UK companies attempting to establish logistics bases in the Netherlands in an effort to counter the negative impact of Brexit trade obstacles may find restricted supply and high rents in their favoured destinations, Rotterdam and Amsterdam.
According to a Savills report, UK firms seeking to circumvent some of the additional tarriffs brought on by Brexit are interested in partnerships with Dutch logistics service providers, increasing demand for logistics space. In time, it is expected that UK distributors will require logistics properties in their own right which is expected to increase demand still further.
The key determinants in their selection of locations are presence of export facilities, the quality and vacancy of stock, and the availability of labour, Savills said.
“The growth of the Dutch logistics sector in recent years is due to the Netherlands’ strategic position as a transit country bolstered by the rise of e-commerce,” said Savills Netherlands director logistics and industrial Douglas van Oers.
“More recently, the sector has witnessed an influx of British companies seeking to mitigate the effects of additional import tariffs on goods from Asia to Europe via the UK. This makes it more advantageous and efficient for many British exporters to gain a foothold on the European mainland, but the question is where?”

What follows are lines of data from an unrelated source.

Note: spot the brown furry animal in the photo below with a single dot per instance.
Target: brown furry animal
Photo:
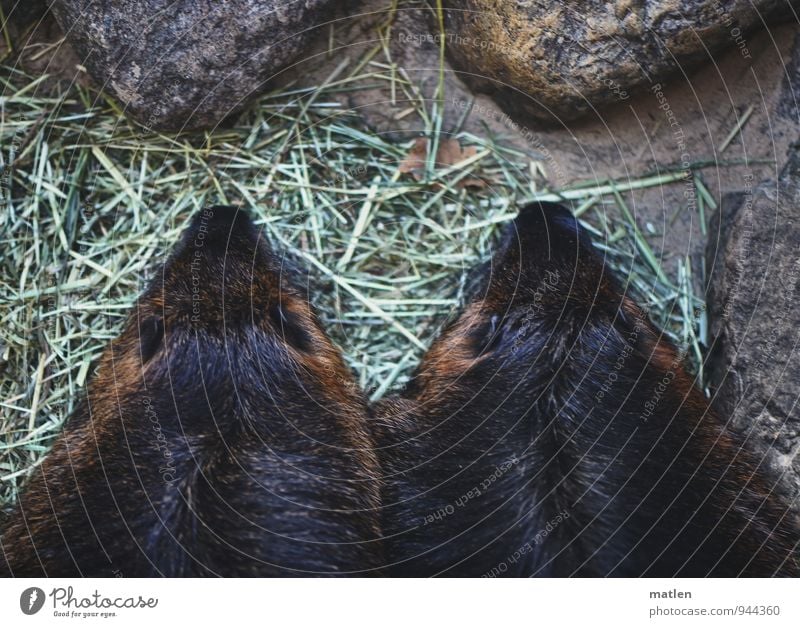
(221, 435)
(552, 430)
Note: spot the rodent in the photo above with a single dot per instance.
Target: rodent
(221, 435)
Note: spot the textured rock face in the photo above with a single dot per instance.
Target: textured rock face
(178, 64)
(559, 60)
(754, 300)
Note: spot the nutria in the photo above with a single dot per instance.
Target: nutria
(221, 435)
(552, 430)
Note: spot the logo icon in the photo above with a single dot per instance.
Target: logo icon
(31, 600)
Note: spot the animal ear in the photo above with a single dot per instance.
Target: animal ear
(151, 335)
(290, 326)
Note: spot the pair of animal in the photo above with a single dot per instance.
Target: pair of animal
(550, 430)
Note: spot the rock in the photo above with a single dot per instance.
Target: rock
(186, 64)
(557, 61)
(754, 311)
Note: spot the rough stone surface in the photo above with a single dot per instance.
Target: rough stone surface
(754, 298)
(181, 64)
(557, 61)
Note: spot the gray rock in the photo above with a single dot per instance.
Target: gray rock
(754, 311)
(560, 60)
(184, 64)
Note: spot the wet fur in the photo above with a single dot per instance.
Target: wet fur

Connections and labout put Amsterdam and Rotterdam at top of list
He said that the Netherlands’ two international ports, Rotterdam and Amsterdam, top the list, given their excellent infrastructure connections with other countries and access to a strong labour market.
However, the disadvantages of these locations are their limited vacancy rate and their relatively high rents.
The firm points to alternatives at Roosendaal and Moerdijk which are well connected to the ports of Rotterdam and Antwerp. Venlo-Venray is another hotspot because of its rail and barge connections although it is hampered by a considerable labour shortage in the logistics sector.
“Logistics hotspots that focus on international distribution have the greatest potential for British companies looking to gain a foothold in the Netherlands,” said Niek Poppelaars, director logistics and industrial, Savills Netherlands. “The biggest challenge in the short term will be finding available space within the hotspots.”
The vacancy rate for Dutch logistics real estate decreased from 6.1% at the start of 2020 to 5.6% in 2021 which Savills said is striking owing to the fact that during the same period stock grew by over 3 million sq m (+8.8%).